The Web was initially a Web of documents, documents
designed to be read by people. The companies that provided
the document management infrastructure for the Web, however,
were not the companies that had dominated traditional pre-web
document management (IBM/Lotus, Documentum, Filenet).
They were a new breed of company focused explicitly
on web-based access to documents — Inktomi and
Google.
Today corporations are moving their IT infrastructure onto
the Web. They are constructing SOA-based applications
that talk to one another across the Web. These applications
are not based on documents. They work with data. And
there are no people in the loop to interpret the data.
SOA applications need a standard for sending information
from one computer to another in a way that allows its
meaning to be understood by the receiving computer system.
Low-level, record-oriented standards like
SQL do not stand up to this requirement. Too much of
the meaning of the data is only implicit in the column
headings, or worse, buried in the applications that use
the data.
During the mid-1990's the emergence of the Web drove standards for specifying the format of documents that were exchanged between people across the Web: HTML and XML. Now the Web is driving a new set of standards for specifying the meaning of data to be exchanged between computers across the Web: RDF and OWL.
The XML standard reached full W3C recommendation status in 1998. It has since become ubiquitous.
The OWL standard reached full W3C recommendation status in 2004, six years later.

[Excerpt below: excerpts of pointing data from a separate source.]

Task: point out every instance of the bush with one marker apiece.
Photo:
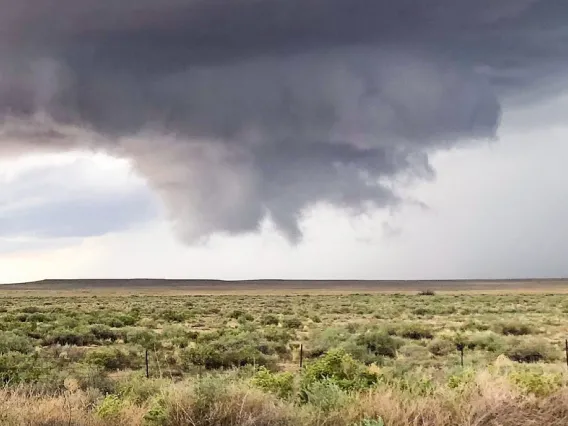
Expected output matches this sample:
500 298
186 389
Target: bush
292 322
280 384
536 382
270 320
72 337
326 395
148 339
340 368
488 341
12 342
441 347
379 343
529 351
113 359
104 332
94 377
110 407
514 328
138 389
231 350
415 331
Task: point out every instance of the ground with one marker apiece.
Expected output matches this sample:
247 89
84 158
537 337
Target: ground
221 353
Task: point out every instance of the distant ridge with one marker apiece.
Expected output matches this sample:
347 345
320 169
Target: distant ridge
203 285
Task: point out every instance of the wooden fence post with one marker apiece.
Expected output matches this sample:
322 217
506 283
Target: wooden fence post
147 366
460 347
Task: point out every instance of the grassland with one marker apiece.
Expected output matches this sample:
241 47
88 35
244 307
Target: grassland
74 354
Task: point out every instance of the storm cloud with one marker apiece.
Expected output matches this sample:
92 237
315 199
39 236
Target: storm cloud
239 110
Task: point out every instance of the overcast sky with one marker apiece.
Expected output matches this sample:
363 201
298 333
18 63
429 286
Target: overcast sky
180 140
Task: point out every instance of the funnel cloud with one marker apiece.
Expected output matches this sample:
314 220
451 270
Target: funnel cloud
236 111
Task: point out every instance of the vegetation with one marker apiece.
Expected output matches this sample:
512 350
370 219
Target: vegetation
368 360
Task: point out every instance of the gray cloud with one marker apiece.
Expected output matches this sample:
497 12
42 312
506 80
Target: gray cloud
235 110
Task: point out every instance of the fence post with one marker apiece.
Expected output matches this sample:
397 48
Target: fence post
147 366
460 347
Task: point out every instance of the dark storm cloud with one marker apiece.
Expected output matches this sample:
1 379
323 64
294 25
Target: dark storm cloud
234 110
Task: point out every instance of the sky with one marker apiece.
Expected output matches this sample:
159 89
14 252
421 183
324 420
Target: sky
278 139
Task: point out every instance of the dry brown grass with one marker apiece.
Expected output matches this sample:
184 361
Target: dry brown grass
490 401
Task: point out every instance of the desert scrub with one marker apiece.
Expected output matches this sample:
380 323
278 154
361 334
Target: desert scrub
514 328
280 384
536 381
530 351
413 331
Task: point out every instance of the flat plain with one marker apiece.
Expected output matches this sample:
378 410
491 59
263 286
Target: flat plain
229 353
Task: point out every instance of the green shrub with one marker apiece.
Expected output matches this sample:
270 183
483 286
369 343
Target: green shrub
231 350
441 347
462 379
171 315
270 320
110 407
379 343
104 332
513 328
529 351
370 422
488 341
280 384
112 358
148 339
292 322
325 395
536 382
340 368
72 337
94 377
12 342
138 389
414 331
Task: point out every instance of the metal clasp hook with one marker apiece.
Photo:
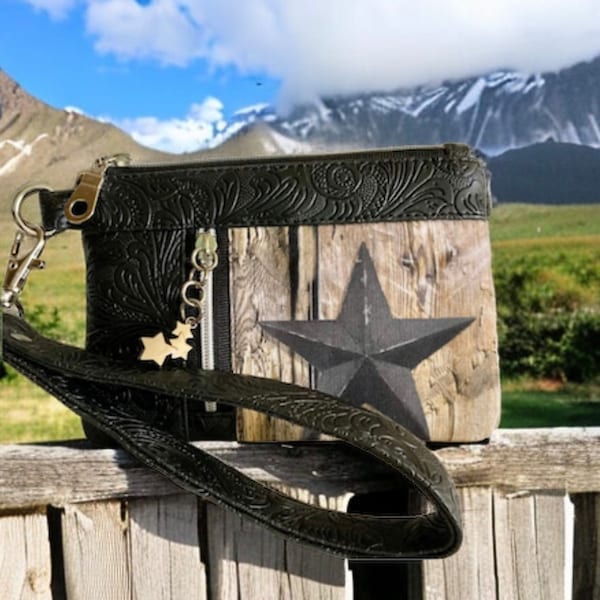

We think that it will become the base for a new generation of web-centric data management software over the 2005-2015 decade, paralleling XML's gradual take-over of web-centric document management in the 2000-2010 decade.
Just as document management for the Web came from new companies focused on how the qualifier ‘for the Web’ changed everything, so data management for the Web may come from new companies focused on how that qualifier changes everything for data management.
The query language for data in the Web will not be SQL. It may be a Google search bar — but that bar will be driven by an ontology-based understanding of what the question means, rather than by a set of key words.
If the question is, “Who will be to Oracle, what Google was to Documentum?”, we want the answer to be “DATA-GRID”.